American food and beverage companies were already struggling before Canada and the European Union levied steep tariffs in recent weeks on everything from whiskey to ketchup.
Canadian tariffs on $12.6 billion in U.S. goods took effect Sunday, a little more than a week after the EU implemented its own. Mexico has announced that it will increase its current tariffs on cheese and pork, effective Thursday. The new duties are retaliatory moves to the Trump administration's June 1 tariffs on imported steel and aluminum products. China will also implement its own tariffs against the U.S. this Friday.
The tariffs put additional pressure on manufacturers in an industry that already has thin profit margins and is juggling rising costs for raw materials, increased fuel and transportation expenses and price-sensitive consumers who are resistant to paying more without meaningful wage growth.
"The problem right now is while we're seeing inflationary impact in the goods, in currency changes and because of tariffs, there's not much inflationary pass-through that you can do in pricing," former Heinz CEO Bill Johnson said Tuesday on "Squawk on the Street."
Canada's levy on soups is expected to hit Campbell Soup particularly hard.
"With a 10 percent tariff on soups and broths and tomato products — representing the core of Campbell's products that are sold in Canada and made from both U.S. and Canadian ingredients — Campbell estimates the economic impact to our Canadian business to be significant," company spokesperson Alexandra Sockett said in an email to CNBC. "We are evaluating ways to offset the potential tariff impact and working closely with our customers."
The new taxes on food products follow on the Trump administration's tariffs on imported steel and aluminum, 25 percent and 10 percent, respectively, which are also expected to squeeze the company's profits. The tin plate steel used to make Campbell Soup cans accounts for the New Jersey-based company's largest outlay for materials.

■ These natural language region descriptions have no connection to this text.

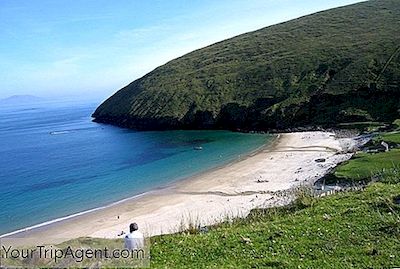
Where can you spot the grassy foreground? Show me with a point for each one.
(359, 229)
(356, 229)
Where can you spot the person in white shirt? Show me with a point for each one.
(135, 239)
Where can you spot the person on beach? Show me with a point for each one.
(135, 239)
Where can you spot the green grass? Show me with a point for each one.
(340, 65)
(391, 137)
(351, 230)
(365, 165)
(348, 230)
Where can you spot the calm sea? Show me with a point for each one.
(54, 161)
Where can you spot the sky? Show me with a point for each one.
(92, 48)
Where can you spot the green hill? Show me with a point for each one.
(340, 65)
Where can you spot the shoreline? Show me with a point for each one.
(265, 146)
(230, 190)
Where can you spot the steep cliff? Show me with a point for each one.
(340, 65)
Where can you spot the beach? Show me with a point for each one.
(233, 190)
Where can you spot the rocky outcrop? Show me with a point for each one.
(340, 65)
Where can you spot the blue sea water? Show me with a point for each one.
(54, 161)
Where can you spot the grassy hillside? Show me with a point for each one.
(340, 65)
(347, 230)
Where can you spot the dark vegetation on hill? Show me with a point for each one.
(340, 65)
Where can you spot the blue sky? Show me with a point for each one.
(94, 47)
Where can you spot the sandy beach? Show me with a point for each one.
(229, 191)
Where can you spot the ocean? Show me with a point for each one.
(54, 161)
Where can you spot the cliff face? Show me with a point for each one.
(340, 65)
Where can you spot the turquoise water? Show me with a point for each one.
(54, 161)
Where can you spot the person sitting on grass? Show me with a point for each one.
(135, 239)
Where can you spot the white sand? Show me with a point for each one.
(229, 191)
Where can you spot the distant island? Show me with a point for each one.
(336, 66)
(21, 99)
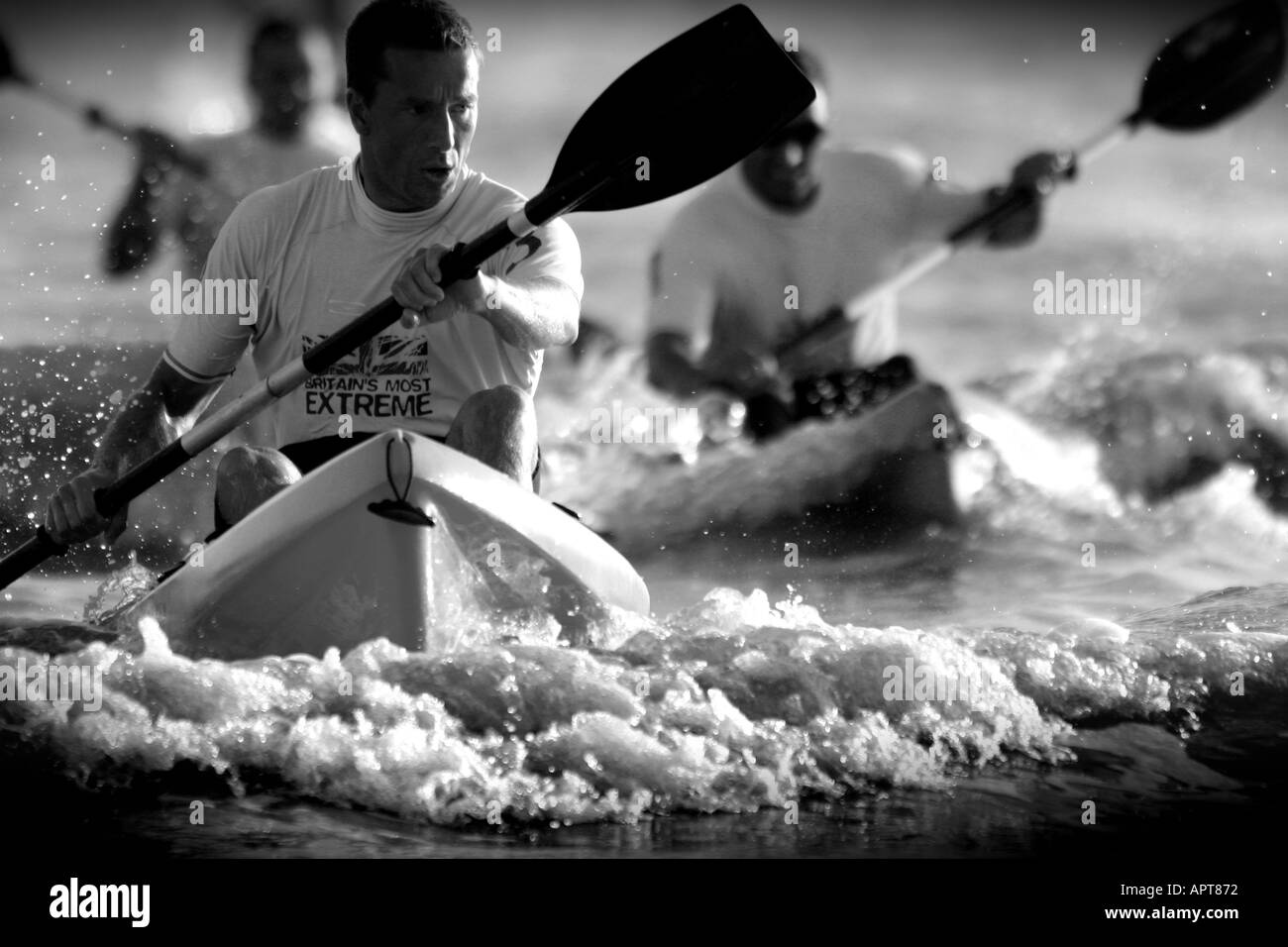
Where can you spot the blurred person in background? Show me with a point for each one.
(288, 75)
(828, 222)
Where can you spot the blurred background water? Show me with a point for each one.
(1113, 681)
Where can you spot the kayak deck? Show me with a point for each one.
(398, 538)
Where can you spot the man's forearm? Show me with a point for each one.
(531, 316)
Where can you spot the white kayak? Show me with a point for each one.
(398, 538)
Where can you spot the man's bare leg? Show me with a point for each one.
(248, 476)
(498, 427)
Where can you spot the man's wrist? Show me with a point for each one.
(484, 295)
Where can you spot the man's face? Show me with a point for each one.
(417, 128)
(784, 171)
(279, 78)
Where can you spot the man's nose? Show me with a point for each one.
(441, 132)
(791, 155)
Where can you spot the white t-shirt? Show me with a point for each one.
(323, 254)
(738, 274)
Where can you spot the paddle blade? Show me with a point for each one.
(1216, 67)
(686, 112)
(8, 67)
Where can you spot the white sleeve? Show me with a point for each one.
(217, 326)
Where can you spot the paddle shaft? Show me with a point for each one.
(97, 118)
(820, 335)
(823, 334)
(553, 201)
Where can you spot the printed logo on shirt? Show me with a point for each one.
(387, 376)
(532, 245)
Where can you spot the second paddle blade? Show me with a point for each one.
(686, 112)
(1216, 67)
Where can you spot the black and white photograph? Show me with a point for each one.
(546, 429)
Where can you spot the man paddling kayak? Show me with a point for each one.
(286, 140)
(784, 241)
(464, 364)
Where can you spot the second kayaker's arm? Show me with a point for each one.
(154, 418)
(529, 315)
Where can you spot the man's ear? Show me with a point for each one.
(359, 112)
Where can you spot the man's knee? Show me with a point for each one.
(248, 476)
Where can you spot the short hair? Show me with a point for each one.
(426, 25)
(273, 30)
(809, 64)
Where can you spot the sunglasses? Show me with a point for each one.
(802, 133)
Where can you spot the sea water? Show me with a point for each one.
(1122, 630)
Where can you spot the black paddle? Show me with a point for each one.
(1215, 68)
(683, 114)
(94, 115)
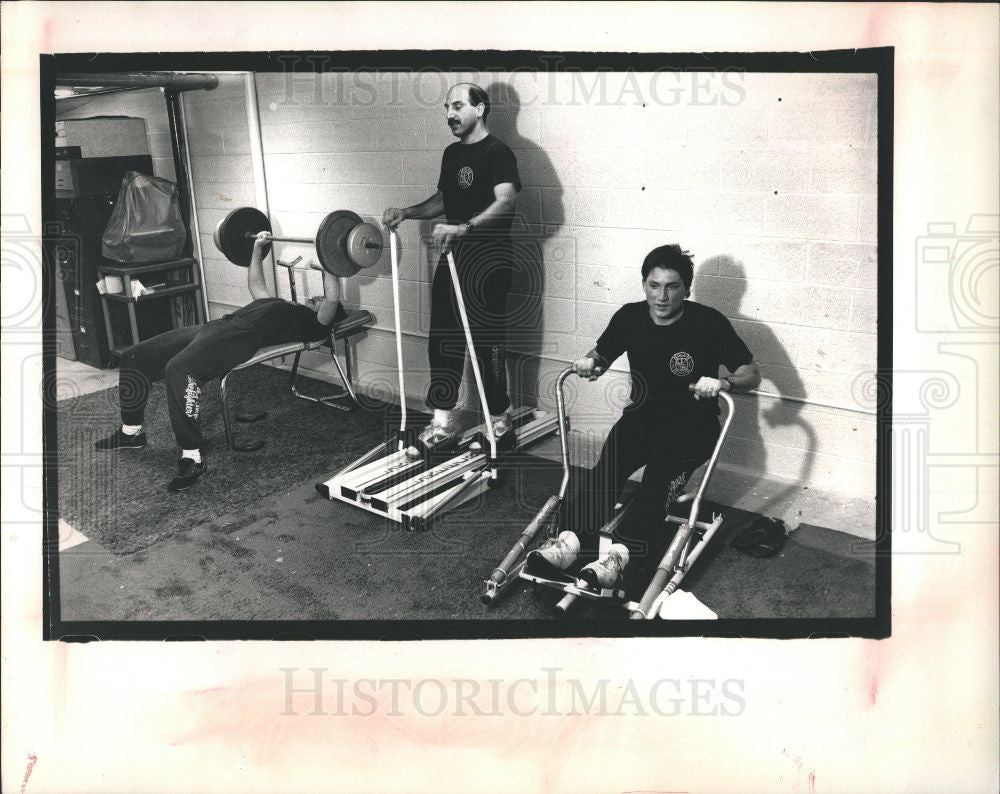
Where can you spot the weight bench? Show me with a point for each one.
(344, 399)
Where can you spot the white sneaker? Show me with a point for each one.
(503, 431)
(559, 552)
(606, 572)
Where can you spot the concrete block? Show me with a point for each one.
(557, 280)
(679, 167)
(818, 108)
(814, 217)
(529, 205)
(324, 198)
(760, 170)
(868, 219)
(591, 207)
(560, 248)
(843, 264)
(402, 133)
(844, 169)
(770, 343)
(559, 315)
(774, 260)
(224, 195)
(421, 168)
(519, 130)
(836, 351)
(610, 167)
(591, 319)
(817, 307)
(217, 115)
(365, 168)
(650, 209)
(544, 168)
(723, 294)
(593, 284)
(558, 205)
(160, 145)
(864, 311)
(742, 124)
(625, 287)
(164, 167)
(725, 213)
(209, 217)
(323, 136)
(835, 388)
(221, 168)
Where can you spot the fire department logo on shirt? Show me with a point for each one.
(681, 364)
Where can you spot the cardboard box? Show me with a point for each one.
(104, 136)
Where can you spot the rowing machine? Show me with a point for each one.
(690, 539)
(392, 481)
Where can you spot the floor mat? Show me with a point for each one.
(295, 555)
(119, 498)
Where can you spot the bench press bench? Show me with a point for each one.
(343, 399)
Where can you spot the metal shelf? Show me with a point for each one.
(162, 292)
(135, 270)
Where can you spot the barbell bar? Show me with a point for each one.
(344, 243)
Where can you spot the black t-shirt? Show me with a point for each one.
(666, 359)
(279, 321)
(469, 172)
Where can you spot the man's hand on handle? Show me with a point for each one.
(445, 234)
(392, 217)
(708, 388)
(587, 367)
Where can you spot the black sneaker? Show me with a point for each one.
(120, 440)
(188, 473)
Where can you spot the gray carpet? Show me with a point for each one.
(120, 499)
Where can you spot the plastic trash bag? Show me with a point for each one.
(146, 224)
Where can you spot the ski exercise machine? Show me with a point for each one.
(410, 483)
(691, 538)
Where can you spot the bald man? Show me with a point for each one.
(477, 194)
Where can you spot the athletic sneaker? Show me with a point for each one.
(438, 437)
(120, 440)
(503, 430)
(559, 552)
(188, 473)
(606, 572)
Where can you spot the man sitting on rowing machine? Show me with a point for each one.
(187, 358)
(675, 347)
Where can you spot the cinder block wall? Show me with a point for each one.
(148, 104)
(768, 179)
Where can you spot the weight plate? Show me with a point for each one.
(331, 242)
(235, 234)
(364, 245)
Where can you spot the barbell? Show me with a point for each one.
(344, 242)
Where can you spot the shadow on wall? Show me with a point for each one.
(752, 425)
(525, 321)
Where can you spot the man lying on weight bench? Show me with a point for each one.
(187, 358)
(674, 347)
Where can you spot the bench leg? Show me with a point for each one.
(344, 399)
(250, 446)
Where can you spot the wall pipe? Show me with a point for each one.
(167, 80)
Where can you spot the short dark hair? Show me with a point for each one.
(477, 96)
(670, 257)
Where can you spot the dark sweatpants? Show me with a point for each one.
(186, 359)
(485, 279)
(671, 448)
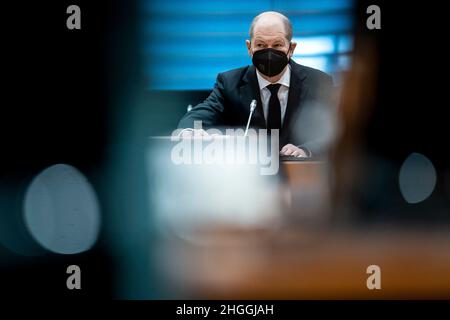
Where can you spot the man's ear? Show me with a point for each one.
(292, 49)
(249, 47)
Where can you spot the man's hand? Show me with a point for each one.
(291, 150)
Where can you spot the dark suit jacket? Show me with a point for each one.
(228, 105)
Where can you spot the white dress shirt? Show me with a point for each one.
(283, 92)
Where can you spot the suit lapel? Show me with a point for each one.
(249, 90)
(296, 93)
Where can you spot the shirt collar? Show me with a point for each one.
(285, 79)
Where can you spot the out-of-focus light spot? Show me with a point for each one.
(320, 63)
(61, 210)
(314, 45)
(417, 178)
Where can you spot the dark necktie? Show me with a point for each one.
(274, 114)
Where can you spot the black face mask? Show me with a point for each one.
(270, 62)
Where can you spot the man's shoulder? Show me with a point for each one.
(236, 73)
(311, 73)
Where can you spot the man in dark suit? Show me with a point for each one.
(281, 87)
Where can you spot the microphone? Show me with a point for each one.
(252, 108)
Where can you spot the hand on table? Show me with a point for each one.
(291, 150)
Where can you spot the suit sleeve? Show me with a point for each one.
(210, 111)
(318, 146)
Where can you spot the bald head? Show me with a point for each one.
(273, 23)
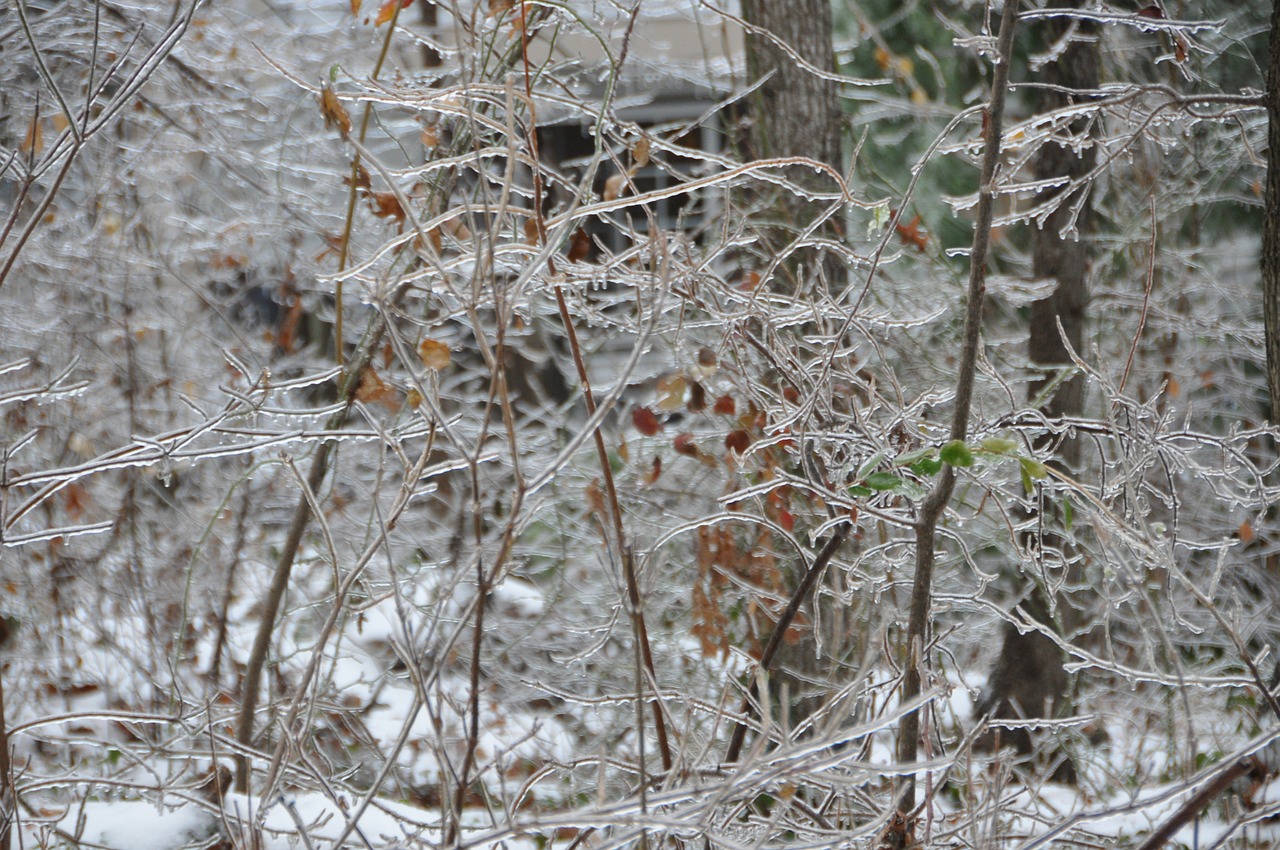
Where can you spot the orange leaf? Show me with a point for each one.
(579, 246)
(434, 353)
(35, 138)
(671, 392)
(645, 421)
(613, 187)
(373, 388)
(640, 152)
(786, 520)
(737, 441)
(388, 10)
(387, 206)
(912, 234)
(684, 444)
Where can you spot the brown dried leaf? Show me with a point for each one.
(640, 152)
(388, 10)
(684, 444)
(361, 178)
(385, 205)
(645, 421)
(435, 355)
(696, 402)
(613, 187)
(35, 138)
(671, 392)
(737, 441)
(579, 246)
(374, 389)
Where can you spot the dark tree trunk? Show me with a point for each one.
(1029, 679)
(1271, 223)
(795, 113)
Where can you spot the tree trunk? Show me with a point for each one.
(1271, 223)
(795, 113)
(1029, 679)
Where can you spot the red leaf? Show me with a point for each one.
(645, 421)
(910, 233)
(684, 444)
(737, 441)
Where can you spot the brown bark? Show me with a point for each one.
(1271, 223)
(936, 502)
(1029, 679)
(795, 113)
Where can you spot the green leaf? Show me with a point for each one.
(956, 453)
(913, 490)
(912, 457)
(1033, 467)
(927, 466)
(999, 446)
(882, 480)
(880, 218)
(872, 462)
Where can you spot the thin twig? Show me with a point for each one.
(936, 502)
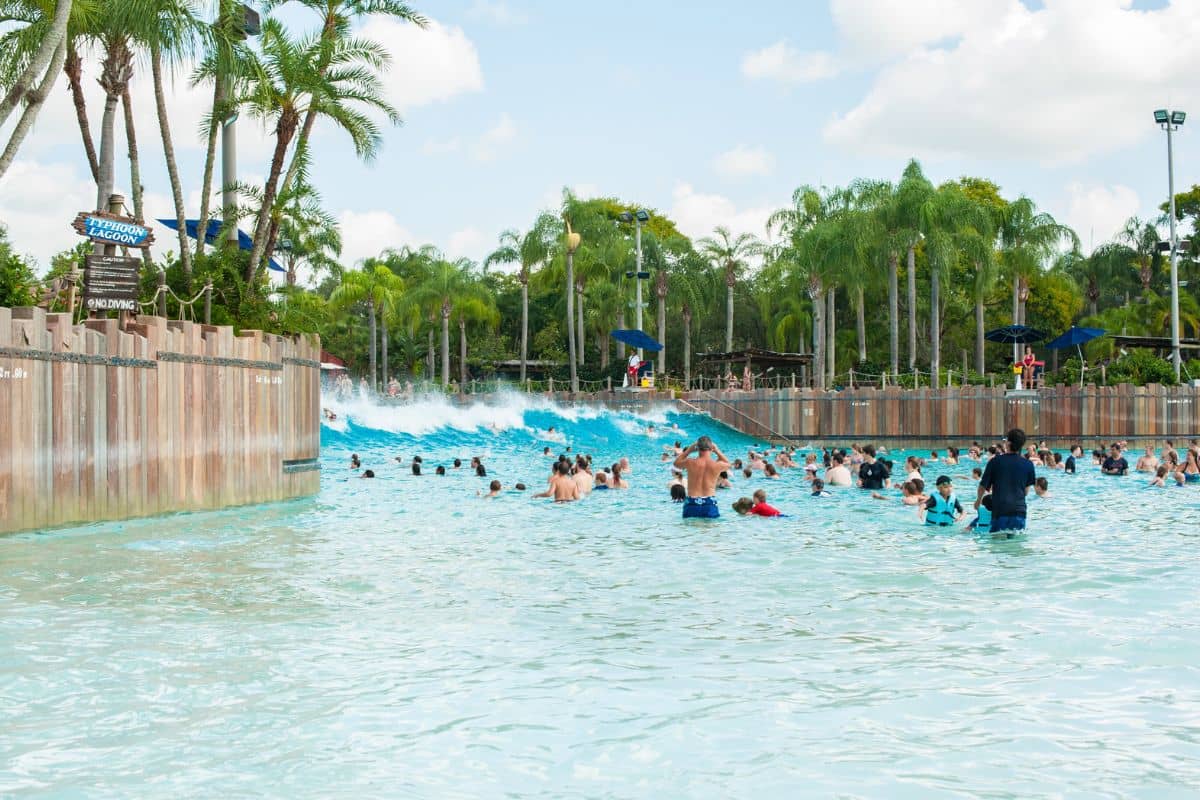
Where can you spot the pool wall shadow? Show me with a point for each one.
(99, 422)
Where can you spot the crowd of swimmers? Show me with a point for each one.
(1002, 471)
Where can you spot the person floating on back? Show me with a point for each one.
(702, 474)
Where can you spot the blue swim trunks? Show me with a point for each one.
(702, 507)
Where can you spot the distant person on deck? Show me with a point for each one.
(702, 471)
(1008, 476)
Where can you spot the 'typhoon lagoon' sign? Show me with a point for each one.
(112, 229)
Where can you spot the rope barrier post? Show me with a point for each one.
(162, 293)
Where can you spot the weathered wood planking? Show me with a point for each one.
(1063, 414)
(102, 423)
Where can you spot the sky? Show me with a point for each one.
(709, 113)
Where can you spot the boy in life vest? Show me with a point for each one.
(942, 507)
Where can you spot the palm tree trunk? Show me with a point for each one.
(383, 350)
(107, 151)
(283, 132)
(816, 293)
(729, 314)
(663, 335)
(445, 344)
(168, 148)
(73, 71)
(36, 70)
(135, 169)
(371, 349)
(912, 307)
(894, 311)
(687, 349)
(570, 319)
(462, 355)
(979, 331)
(210, 156)
(525, 323)
(579, 336)
(861, 312)
(430, 354)
(1017, 314)
(34, 101)
(832, 335)
(935, 325)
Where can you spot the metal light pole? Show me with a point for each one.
(1171, 121)
(641, 216)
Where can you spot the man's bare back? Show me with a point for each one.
(703, 469)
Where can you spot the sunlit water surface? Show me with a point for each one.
(402, 637)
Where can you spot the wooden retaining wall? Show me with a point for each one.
(97, 423)
(905, 416)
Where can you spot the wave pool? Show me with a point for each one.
(402, 637)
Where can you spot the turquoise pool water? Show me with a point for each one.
(401, 637)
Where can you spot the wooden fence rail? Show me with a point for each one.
(102, 423)
(961, 414)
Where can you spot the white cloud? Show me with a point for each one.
(697, 214)
(365, 234)
(468, 242)
(490, 144)
(496, 12)
(429, 65)
(1098, 212)
(781, 61)
(743, 161)
(1045, 84)
(877, 30)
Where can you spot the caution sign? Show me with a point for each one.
(111, 283)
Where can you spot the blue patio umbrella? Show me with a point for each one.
(1015, 335)
(636, 338)
(244, 241)
(1077, 337)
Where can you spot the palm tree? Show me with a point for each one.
(475, 308)
(376, 286)
(33, 55)
(1027, 239)
(287, 84)
(444, 288)
(172, 38)
(528, 250)
(729, 253)
(337, 18)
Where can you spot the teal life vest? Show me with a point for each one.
(943, 512)
(984, 521)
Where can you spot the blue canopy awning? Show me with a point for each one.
(244, 241)
(636, 338)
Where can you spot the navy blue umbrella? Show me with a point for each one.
(1077, 337)
(636, 338)
(244, 241)
(1015, 335)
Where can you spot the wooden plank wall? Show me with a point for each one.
(103, 423)
(1061, 414)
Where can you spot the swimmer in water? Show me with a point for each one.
(562, 486)
(702, 474)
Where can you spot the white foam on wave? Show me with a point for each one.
(503, 411)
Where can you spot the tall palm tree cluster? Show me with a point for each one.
(287, 80)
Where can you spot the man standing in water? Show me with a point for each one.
(702, 474)
(1009, 477)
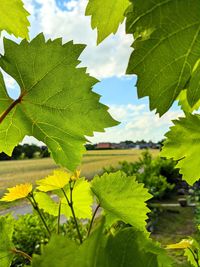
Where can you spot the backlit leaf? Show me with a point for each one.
(183, 144)
(82, 200)
(6, 245)
(122, 198)
(106, 16)
(46, 203)
(57, 180)
(166, 50)
(13, 18)
(56, 105)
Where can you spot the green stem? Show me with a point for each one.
(35, 206)
(59, 210)
(21, 253)
(12, 105)
(196, 258)
(92, 220)
(70, 203)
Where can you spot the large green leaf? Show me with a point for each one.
(13, 18)
(106, 16)
(166, 50)
(56, 104)
(122, 198)
(63, 252)
(60, 251)
(124, 250)
(6, 245)
(183, 144)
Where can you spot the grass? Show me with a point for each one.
(21, 171)
(173, 225)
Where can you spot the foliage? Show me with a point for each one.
(112, 13)
(178, 146)
(158, 175)
(60, 110)
(109, 187)
(6, 245)
(14, 18)
(29, 235)
(48, 82)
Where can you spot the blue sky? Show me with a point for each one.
(107, 62)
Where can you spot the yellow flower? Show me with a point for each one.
(76, 175)
(17, 192)
(183, 244)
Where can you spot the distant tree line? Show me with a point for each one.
(27, 151)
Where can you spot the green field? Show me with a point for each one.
(21, 171)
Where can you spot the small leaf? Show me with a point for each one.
(122, 198)
(183, 144)
(82, 200)
(58, 252)
(46, 203)
(183, 244)
(13, 18)
(57, 180)
(106, 16)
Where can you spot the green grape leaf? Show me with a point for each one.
(183, 102)
(106, 16)
(57, 180)
(46, 203)
(58, 252)
(63, 252)
(13, 18)
(6, 245)
(127, 249)
(56, 105)
(183, 144)
(166, 50)
(122, 198)
(82, 200)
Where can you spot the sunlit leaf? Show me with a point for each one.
(6, 245)
(166, 50)
(13, 18)
(46, 203)
(57, 180)
(106, 16)
(183, 144)
(122, 198)
(82, 200)
(56, 105)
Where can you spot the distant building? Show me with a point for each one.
(104, 146)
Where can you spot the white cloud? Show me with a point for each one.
(108, 59)
(136, 123)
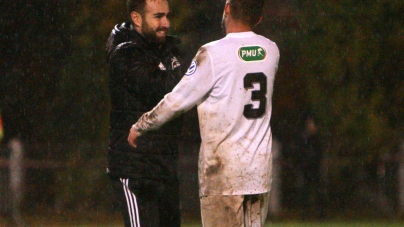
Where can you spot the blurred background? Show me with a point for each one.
(341, 74)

Campbell’s CFO, Anthony DiSilvestro, in May called out the expected squeeze from tariffs as having a likely impact on the company’s earnings for its fiscal year beginning July 30.
"At this stage, given what we know about accelerating cost inflation in part due to the anticipated impact of import tariffs and the continuing headwind on transportation and logistics cost, we expect our margins will be down in fiscal 2019," DiSilvestro said at the time.
That pressure comes as Campbell is already grappling with rising transport and logistics costs, For its 2018 fiscal year, which ends July 29, it expects earnings to drop by roughly 5 percent.
Although peanut butter was originally on Canada's list, the country spared the sandwich spread. But the EU's import tax on about $3.4 billion in U.S. goods took effect June 22 and included a 25 percent levy on peanut butter. While the product is not nearly as popular in Europe as in the U.S., the penalty represents a symbolic strike against the U.S.
J.M. Smucker, the parent company to the most popular American peanut butter brand Jif, had already hit a rough patch earlier this year.
The company's shares fell to their lowest point since October 2014 after it reported weak earnings for the fiscal fourth quarter on June 7. Canada's announcement that peanut butter and jellies could potentially be taxed placed additional pressure on the company. In the end, Canada decided to tax only strawberry jam.
Smucker missed Wall Street estimates by 25 cents a share as consumer food sales slid 2 percent during the three months ended April 30. Higher transportation and other costs also led the company to raise the prices of several products, including its trademark Jif peanut butter.
"Our teams are actively assessing the potential impact to our business and continue to monitor the fluidity of the tariffs issue," said Smucker spokeswoman Maribeth Burns. "Our products are primarily distributed in North America, so we have minor export business to Europe."
For PepsiCo — which owns Tropicana, the largest American orange juice brand — a Canadian tariff of 10 percent on orange juice comes as Americans' taste for its eponymous soda is waning.
CEO Indra Nooyi told analysts in a first-quarter earnings call that the North American beverages division is working through "some challenges." Those challenges include the decline in soda sales and rising operational costs across the sector.
PepsiCo did not return a request for comment.
Correction: This story has been corrected to reflect that Campbell CFO Anthony DiSilvestro did not blame the drop in the company’s earnings this fiscal year on the anticipated impact of new tariffs.